Buckhead HOA can’t keep neglecting historic Black cemetery, judge says
The homeowners association for a luxury Buckhead townhome community must stop shirking its responsibility to maintain one of the most historically significant African American cemeteries in metro Atlanta, a Fulton County judge has ruled.
Bluffs at Lenox Homeowners Association is obligated under city of Atlanta zoning ordinances to keep Piney Grove Cemetery — which is adjacent to the townhomes — in good condition for the public, but it let the property fall into disrepair underneath weeds and vines, court records show. Access to the site off Canterbury Road near Ga. 400 has been blocked.
The HOA’s attempts in court to avoid responsibility for the cemetery were rejected Friday by Fulton County Superior Court Judge Robert McBurney, including its “awkward” argument that the cemetery could not be considered public property “because no white Atlantans were buried there.”
“This rather ironic notion that racial exclusivity rendered usage private would have been news to the black residents of Atlanta who for decades were unable to use public pools, parks, and transportation,” McBurney wrote in a footnote of his order. “Moreover, the evidence indicates not that whites were excluded but rather that they never sought to be buried there.”
The HOA’s lawyers did not immediately respond to questions about the ruling, which tees up a trial on how much the HOA should pay in damages.
The association was sued in January 2024 by sisters Rhonda Jackson and Audrey Collins, who have more than 30 relatives buried at the cemetery, as well as by the nonprofit they formed in 2023 with Beth Marcus, who grew up nearby. For several years, the trio have been trying to clean up the site, where more than 300 Black people were buried between the 1820s and 1990s.
McBurney declared Friday that Piney Grove is a public cemetery where descendants of people buried there and other visitors have a right to enter, enjoy the property and maintain burial plots. He barred the HOA from interfering with those rights.
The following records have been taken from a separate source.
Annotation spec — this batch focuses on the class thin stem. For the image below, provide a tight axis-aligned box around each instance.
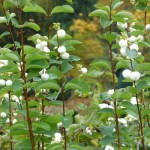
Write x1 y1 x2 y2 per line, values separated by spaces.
57 35 67 150
47 0 51 39
8 92 13 150
130 59 146 150
109 0 121 150
18 8 35 150
2 0 16 50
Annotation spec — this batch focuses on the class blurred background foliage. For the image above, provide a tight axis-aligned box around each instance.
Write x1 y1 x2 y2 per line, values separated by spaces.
0 0 150 88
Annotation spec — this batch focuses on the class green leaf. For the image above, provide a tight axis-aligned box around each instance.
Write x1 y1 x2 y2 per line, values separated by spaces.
101 136 114 146
65 79 90 92
69 143 84 150
23 1 46 15
102 32 118 43
113 11 133 22
66 0 73 4
4 53 19 62
51 5 74 15
89 9 108 17
135 63 150 71
61 61 74 73
26 59 49 69
0 31 10 39
100 16 113 29
62 40 82 46
24 45 37 54
33 121 50 130
112 0 124 10
126 49 138 59
90 59 111 70
35 80 60 90
0 48 11 54
62 115 73 128
23 22 40 31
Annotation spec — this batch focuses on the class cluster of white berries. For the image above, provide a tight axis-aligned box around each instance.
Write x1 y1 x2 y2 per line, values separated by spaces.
107 89 114 95
118 118 128 127
58 45 70 59
0 60 8 68
51 132 62 144
145 24 150 30
122 69 141 81
104 145 115 150
39 69 49 80
36 39 50 53
57 29 66 38
0 79 12 86
0 112 17 124
98 103 114 109
85 127 92 135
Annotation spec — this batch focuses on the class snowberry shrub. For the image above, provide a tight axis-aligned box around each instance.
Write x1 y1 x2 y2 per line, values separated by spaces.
0 0 150 150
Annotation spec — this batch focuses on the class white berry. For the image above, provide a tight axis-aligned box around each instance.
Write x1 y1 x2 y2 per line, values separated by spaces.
6 80 12 86
128 36 137 42
0 79 5 86
108 89 114 95
6 118 10 123
54 132 61 138
122 69 131 78
58 46 66 54
120 47 127 56
61 53 69 59
119 39 128 47
57 29 66 38
0 112 7 118
104 145 114 150
130 43 139 51
130 71 141 81
130 97 137 105
81 68 87 74
145 24 150 30
41 73 49 80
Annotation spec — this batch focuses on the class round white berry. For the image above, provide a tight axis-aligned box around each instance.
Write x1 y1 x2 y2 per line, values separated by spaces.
0 112 7 118
145 24 150 30
107 89 114 95
41 73 49 80
104 145 115 150
54 137 61 143
119 39 128 47
43 46 50 53
57 29 66 38
120 47 127 56
4 94 9 99
130 71 141 81
137 35 144 41
39 68 46 75
41 41 47 47
36 39 42 44
6 80 12 86
122 69 131 78
117 22 128 29
61 53 69 59
35 44 43 50
130 97 137 105
0 79 5 86
6 118 10 123
130 43 139 51
13 113 17 117
54 132 62 138
58 46 66 54
128 36 137 42
12 119 17 124
81 68 87 74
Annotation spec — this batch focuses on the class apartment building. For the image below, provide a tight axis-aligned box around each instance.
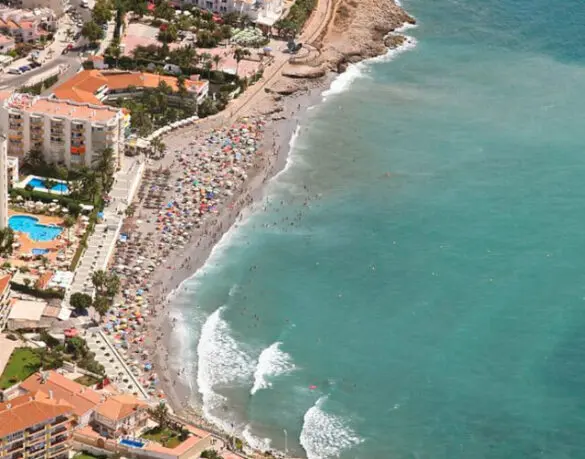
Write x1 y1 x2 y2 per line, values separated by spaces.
92 394 148 438
0 94 130 168
0 391 73 459
53 70 209 104
183 0 283 25
0 274 12 332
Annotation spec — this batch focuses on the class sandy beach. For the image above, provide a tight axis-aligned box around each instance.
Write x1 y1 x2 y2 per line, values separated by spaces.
102 0 412 450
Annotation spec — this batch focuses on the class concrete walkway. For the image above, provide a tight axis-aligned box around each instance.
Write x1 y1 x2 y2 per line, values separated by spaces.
0 335 18 375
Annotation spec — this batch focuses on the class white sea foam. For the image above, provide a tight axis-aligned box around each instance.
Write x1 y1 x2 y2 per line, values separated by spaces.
322 33 417 100
250 341 295 395
242 424 271 451
299 397 363 459
271 125 301 183
197 306 254 430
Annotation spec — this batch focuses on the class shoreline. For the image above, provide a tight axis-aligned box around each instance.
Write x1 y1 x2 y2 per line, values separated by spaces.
110 0 416 454
146 75 334 420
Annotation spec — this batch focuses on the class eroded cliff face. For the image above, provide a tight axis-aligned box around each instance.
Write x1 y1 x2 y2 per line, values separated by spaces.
315 0 416 71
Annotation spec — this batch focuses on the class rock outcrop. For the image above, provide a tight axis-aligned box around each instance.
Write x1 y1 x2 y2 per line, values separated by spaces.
315 0 416 71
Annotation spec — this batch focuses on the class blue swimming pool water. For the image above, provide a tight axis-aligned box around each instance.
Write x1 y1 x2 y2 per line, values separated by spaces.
28 178 69 193
120 438 144 448
8 215 63 241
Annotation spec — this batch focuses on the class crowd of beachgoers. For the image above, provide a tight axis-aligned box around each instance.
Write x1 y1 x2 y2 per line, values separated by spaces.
102 117 265 406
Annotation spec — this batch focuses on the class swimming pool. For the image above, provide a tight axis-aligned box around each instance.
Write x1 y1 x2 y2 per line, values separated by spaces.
8 215 63 241
27 177 69 194
120 438 144 448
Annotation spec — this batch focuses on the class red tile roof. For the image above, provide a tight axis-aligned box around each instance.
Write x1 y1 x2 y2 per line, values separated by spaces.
53 69 207 104
20 371 101 416
0 391 73 438
0 274 12 296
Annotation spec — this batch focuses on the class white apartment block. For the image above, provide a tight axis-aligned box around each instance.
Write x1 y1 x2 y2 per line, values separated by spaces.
184 0 283 25
0 94 130 168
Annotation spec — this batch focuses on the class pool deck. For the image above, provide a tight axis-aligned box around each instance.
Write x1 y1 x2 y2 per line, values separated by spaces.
14 175 70 196
8 209 68 265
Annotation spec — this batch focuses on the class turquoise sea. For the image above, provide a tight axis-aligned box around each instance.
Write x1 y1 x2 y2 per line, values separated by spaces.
168 0 585 459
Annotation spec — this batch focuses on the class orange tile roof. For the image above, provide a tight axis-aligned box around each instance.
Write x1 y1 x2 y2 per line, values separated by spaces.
53 69 207 104
24 98 120 122
0 274 12 295
96 394 148 421
0 34 14 43
53 70 107 104
37 271 54 290
20 371 101 416
0 391 73 438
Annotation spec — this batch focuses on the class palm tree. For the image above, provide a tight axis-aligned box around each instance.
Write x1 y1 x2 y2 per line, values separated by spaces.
234 48 250 75
63 215 76 244
0 227 14 256
149 402 169 430
93 147 116 190
150 137 167 156
43 178 58 194
24 148 47 169
213 54 222 70
203 61 213 80
91 269 108 292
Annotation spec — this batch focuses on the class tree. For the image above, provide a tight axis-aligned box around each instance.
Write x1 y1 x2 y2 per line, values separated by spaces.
234 48 250 75
65 336 89 360
91 269 108 293
177 75 187 97
149 402 169 430
0 226 14 257
154 0 175 21
81 21 104 45
93 147 116 190
157 24 179 45
106 273 120 298
69 292 93 312
93 296 111 316
91 0 112 25
63 215 77 243
43 178 58 194
213 54 222 70
24 148 47 169
150 137 167 156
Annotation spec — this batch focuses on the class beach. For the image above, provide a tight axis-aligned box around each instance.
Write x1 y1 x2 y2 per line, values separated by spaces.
100 0 585 459
105 0 416 452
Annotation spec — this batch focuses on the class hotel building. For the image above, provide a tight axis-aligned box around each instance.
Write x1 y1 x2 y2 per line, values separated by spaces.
0 94 130 168
0 274 12 332
0 391 73 459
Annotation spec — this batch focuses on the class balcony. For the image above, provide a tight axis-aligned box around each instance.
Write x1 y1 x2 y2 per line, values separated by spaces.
8 441 24 453
51 421 67 436
49 445 69 457
51 434 69 448
26 441 47 456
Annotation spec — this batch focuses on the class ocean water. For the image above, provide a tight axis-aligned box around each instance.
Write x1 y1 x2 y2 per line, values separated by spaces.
168 0 585 459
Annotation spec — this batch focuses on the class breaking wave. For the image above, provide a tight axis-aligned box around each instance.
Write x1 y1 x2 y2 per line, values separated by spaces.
250 341 295 395
299 397 363 459
197 306 254 430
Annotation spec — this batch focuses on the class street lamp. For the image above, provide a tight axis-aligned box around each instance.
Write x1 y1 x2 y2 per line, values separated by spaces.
282 429 288 456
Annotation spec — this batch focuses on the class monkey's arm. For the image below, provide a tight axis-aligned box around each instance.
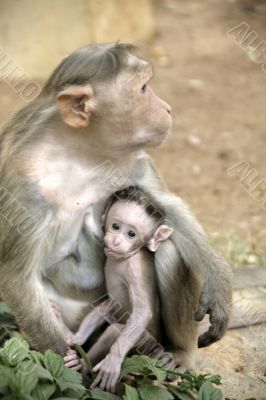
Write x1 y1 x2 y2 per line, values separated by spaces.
70 300 110 344
131 153 232 347
110 265 156 362
91 265 155 393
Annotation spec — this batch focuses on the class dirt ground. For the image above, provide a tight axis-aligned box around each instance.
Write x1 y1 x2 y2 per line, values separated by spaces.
0 0 266 263
144 0 266 260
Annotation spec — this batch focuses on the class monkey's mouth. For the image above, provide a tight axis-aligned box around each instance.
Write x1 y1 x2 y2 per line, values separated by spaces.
104 247 127 259
104 247 122 256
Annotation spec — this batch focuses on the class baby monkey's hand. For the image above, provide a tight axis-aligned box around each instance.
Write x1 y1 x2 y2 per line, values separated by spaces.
64 349 83 371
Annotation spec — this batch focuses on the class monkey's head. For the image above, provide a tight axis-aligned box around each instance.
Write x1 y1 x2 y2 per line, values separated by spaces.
103 187 173 259
42 43 172 153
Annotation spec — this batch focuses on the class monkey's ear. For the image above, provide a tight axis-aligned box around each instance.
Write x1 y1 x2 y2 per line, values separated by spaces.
57 85 95 128
147 225 174 252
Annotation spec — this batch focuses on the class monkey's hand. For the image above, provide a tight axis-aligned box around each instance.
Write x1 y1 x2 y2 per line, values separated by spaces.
195 283 231 347
64 349 83 371
67 333 87 346
91 353 123 393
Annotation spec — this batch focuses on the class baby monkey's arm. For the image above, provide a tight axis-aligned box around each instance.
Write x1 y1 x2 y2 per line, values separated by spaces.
70 300 111 344
50 299 111 346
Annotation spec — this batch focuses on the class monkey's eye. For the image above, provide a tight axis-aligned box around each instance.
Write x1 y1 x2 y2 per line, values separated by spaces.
112 222 120 231
141 83 147 93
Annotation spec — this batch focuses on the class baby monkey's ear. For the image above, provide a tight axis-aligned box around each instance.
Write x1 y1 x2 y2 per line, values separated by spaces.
147 225 174 252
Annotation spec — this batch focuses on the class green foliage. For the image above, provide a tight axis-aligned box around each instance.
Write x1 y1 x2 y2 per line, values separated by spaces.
0 302 222 400
0 337 86 400
211 233 266 267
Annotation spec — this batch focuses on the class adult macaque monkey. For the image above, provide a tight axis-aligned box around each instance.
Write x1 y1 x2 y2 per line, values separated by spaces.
0 43 231 366
57 187 173 392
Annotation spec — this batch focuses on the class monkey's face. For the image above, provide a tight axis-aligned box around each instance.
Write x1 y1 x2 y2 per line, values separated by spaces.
57 54 172 154
92 56 172 149
104 201 154 259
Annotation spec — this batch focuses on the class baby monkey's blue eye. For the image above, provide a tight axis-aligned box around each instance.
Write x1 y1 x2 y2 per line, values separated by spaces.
112 222 120 231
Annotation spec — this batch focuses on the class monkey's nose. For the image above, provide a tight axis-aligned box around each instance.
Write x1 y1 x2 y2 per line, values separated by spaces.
166 104 171 115
113 238 120 246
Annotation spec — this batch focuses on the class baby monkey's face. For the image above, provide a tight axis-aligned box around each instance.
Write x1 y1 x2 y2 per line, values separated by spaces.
104 201 154 259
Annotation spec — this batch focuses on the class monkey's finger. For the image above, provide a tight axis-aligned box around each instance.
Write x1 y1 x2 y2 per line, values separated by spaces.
92 360 104 372
91 371 103 389
110 373 120 393
72 364 82 371
66 349 77 354
198 321 226 347
194 304 209 321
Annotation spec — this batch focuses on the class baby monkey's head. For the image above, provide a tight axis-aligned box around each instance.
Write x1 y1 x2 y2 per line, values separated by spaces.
103 186 173 259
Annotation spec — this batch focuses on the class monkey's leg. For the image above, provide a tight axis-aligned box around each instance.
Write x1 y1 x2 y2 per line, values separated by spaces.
155 240 201 369
88 324 125 365
131 152 232 349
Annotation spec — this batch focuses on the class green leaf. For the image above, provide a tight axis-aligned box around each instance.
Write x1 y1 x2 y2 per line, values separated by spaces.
0 301 11 314
207 375 222 385
55 371 86 397
119 355 164 382
16 360 38 394
123 384 140 400
0 338 29 366
43 350 64 378
61 367 82 384
149 365 167 383
0 312 18 331
72 344 93 375
28 350 43 364
198 381 222 400
119 356 146 380
139 384 174 400
37 364 54 382
88 388 121 400
32 382 56 400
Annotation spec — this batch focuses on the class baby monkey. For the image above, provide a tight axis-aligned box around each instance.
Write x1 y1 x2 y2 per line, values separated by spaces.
58 187 173 392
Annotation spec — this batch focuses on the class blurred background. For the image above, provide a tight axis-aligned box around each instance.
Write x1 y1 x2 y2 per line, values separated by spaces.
0 0 266 266
0 0 266 398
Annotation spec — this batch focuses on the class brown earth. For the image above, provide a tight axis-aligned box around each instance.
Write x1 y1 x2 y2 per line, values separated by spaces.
0 0 266 400
0 0 266 253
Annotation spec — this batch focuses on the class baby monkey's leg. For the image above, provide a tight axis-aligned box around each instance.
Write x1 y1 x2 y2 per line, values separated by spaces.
88 324 125 365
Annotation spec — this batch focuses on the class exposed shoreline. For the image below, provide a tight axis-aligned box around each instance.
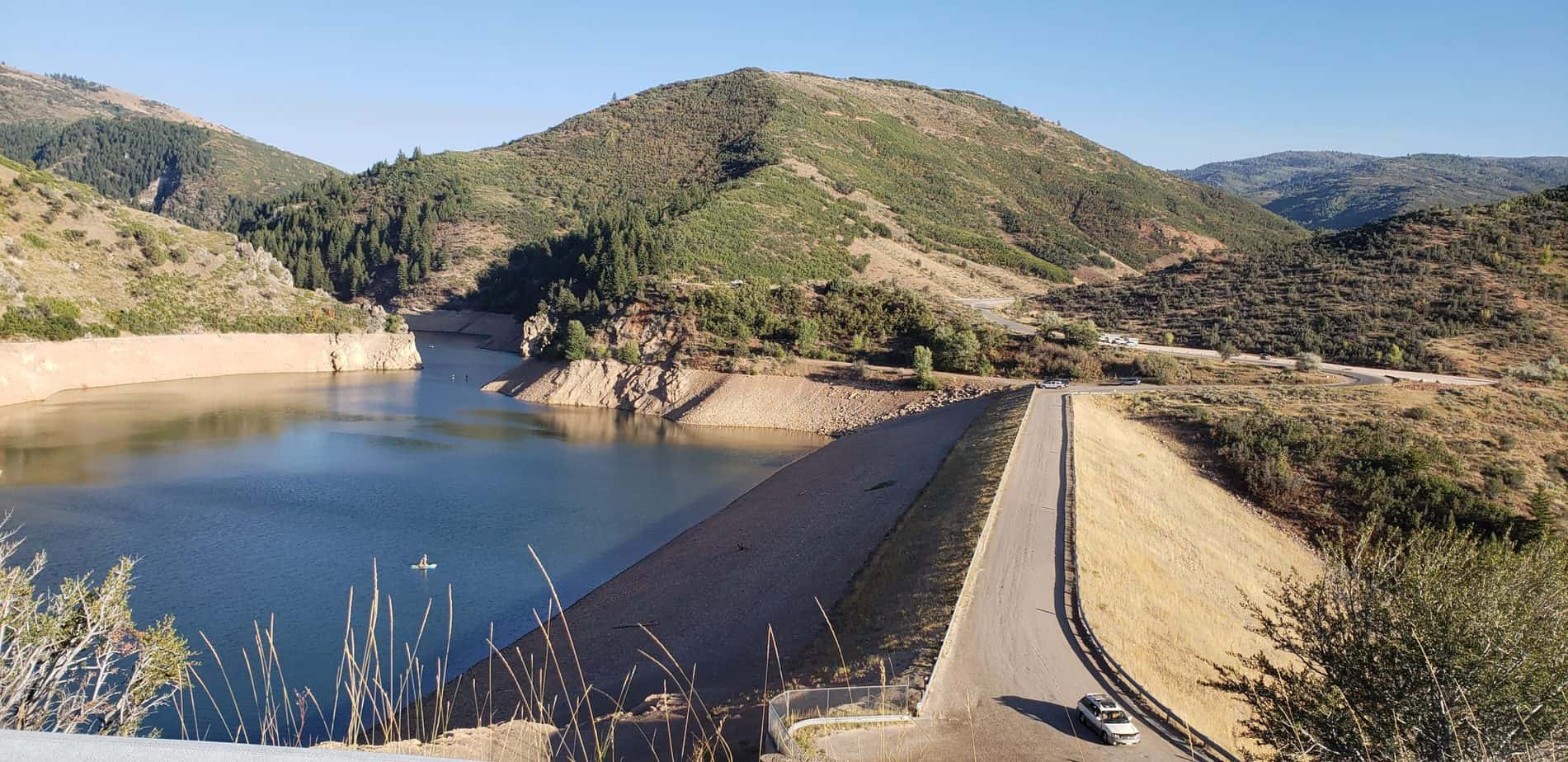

“There may soon be nothing left to care for other than memories and the knowledge that somewhere out in that overgrown acreage lie the bodies of loved ones left behind by the construction of a high-end townhouse development,” McBurney said about the HOA’s abandonment of the property.
The plaintiffs’ lawyers did not immediately comment on the case.
McBurney ordered the parties to propose a plan for the cemetery’s restoration and permanent maintenance.
He said visitors don’t have unfettered rights to the property and can’t interfere with HOA members’ enjoyment of the adjacent townhome complex. In the past, Jackson, Collins and their group, Friends of Piney Grove Cemetery, used goats to clear vegetation swamping the graves.
“No chain saws after hours or goats straying onto private lots,” the judge said.
McBurney also said the HOA isn’t obligated to install benches or historical markers in the cemetery.
“The Piney Grove cemetery and its permanent residents are not going anywhere; nor is the townhome community,” McBurney wrote. “Visitors to the cemetery and residents of the townhomes must learn to peaceably coexist.”
The land that included the cemetery was divided up about 30 years ago by the Piney Grove Missionary Baptist Church, which moved to Decatur. The property was rezoned in the early 2000s for development, with the condition that the developers would refurbish the cemetery and the HOA would maintain it for public use.
McBurney said the HOA has shown it won’t voluntarily comply with its obligations. He criticized the HOA’s “overly literalistic view” that to maintain the cemetery it should change nothing.
“This is not a former public park, the swings and slides of which might be relocated or simply torn down,” he wrote. “This is land in which loved ones are buried, placed there to be venerated, not paved over — or abandoned to wild vegetation.”